Dans un tout autre registre, c’est ensuite Hugo Petit-Jean qui a présenté le projet de Charte sociale européenne des événements sportifs élaborée par EASE (European Association of Sport Employers), notamment en s’appuyant sur la Charte sociale de Paris 2024. Reposant sur trois piliers  : la gouvernance des événements sportifs ; la protection des personnes (les travailleurs, les bénévoles, les athlètes, etc.) ; et les exigences liées aux lieux, cette Charte montre, parmi d’autres illustrations, le développement du droit souple en matière sportive.

Nicolas Martin-Teillard a quant à lui esquissé les règles applicables aux signes distinctifs des événements sportifs internationaux, à travers le droit des marques et le droit d’auteur. Il a notamment souligné la fréquente difficulté pour le droit des marques à s’appliquer à la matière sportive en raison du caractère faiblement distinctif de la marque. S’agissant du droit d’auteur, Nicolas Martin-Teillard s’est particulièrement intéressé au critère phare de la personnalité. À ce titre, l’arrêt de la Cour de cassation dit « Route du Rhum », du 8 octobre 2013 (Cass. com., 8 octobre 2013, n° 11-27.516, F-D N° Lexbase : A6810KM8, a été pris en exemple de cette question récurrente s’agissant des événements sportifs : une compétition est-elle protégeable par le droit d’auteur ? L’arrêt présenté permet de répondre par la positive, au regard des conditions de mise en œuvre de la course et de ses caractéristiques.
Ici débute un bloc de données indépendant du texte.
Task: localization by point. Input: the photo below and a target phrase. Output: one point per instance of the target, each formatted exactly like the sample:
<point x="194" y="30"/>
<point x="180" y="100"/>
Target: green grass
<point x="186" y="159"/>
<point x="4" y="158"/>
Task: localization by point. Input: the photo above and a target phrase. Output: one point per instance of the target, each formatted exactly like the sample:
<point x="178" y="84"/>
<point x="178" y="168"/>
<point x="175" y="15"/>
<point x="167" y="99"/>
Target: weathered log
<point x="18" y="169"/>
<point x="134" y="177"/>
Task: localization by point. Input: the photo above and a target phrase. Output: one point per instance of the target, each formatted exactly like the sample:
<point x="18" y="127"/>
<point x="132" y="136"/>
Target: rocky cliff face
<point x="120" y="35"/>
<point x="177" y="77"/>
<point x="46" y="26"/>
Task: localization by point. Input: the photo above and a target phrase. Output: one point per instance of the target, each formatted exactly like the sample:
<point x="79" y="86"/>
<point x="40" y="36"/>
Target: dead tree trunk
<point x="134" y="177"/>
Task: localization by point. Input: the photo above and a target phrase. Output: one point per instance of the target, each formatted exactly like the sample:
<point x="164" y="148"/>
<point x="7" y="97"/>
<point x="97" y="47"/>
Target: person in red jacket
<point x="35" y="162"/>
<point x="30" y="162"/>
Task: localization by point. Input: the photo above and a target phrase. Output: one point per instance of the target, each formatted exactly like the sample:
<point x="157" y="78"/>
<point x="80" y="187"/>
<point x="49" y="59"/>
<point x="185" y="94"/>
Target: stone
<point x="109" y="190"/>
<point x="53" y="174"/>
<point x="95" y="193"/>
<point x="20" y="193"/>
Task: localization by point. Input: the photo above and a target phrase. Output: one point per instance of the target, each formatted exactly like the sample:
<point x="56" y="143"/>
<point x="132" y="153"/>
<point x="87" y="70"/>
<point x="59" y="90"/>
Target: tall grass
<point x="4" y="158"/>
Au sens du Code la propriété intellectuelle, la Route du Rhum, comme d’autres compétitions, peut être qualifiée d’œuvre.

Enfin, Roberto Barracco, arbitre au TAS et coordinateur scientifique de la Confédération brésilienne de football, a présenté la compétence délocalisée de la justice sportive s’agissant des événements sportifs internationaux. Il a d’abord présenté le concept de juridiction sportive, ainsi que ses diverses branches spécialisées (dopage, discipline, gouvernance). Il s’est ensuite référé à la nécessaire création d’organes décisionnels ad hoc à l’occasion de certaines compétions internationales.

Des réflexions et travaux franco-brésiliens fructueux qui, assurément, continueront à en appeler d’autres.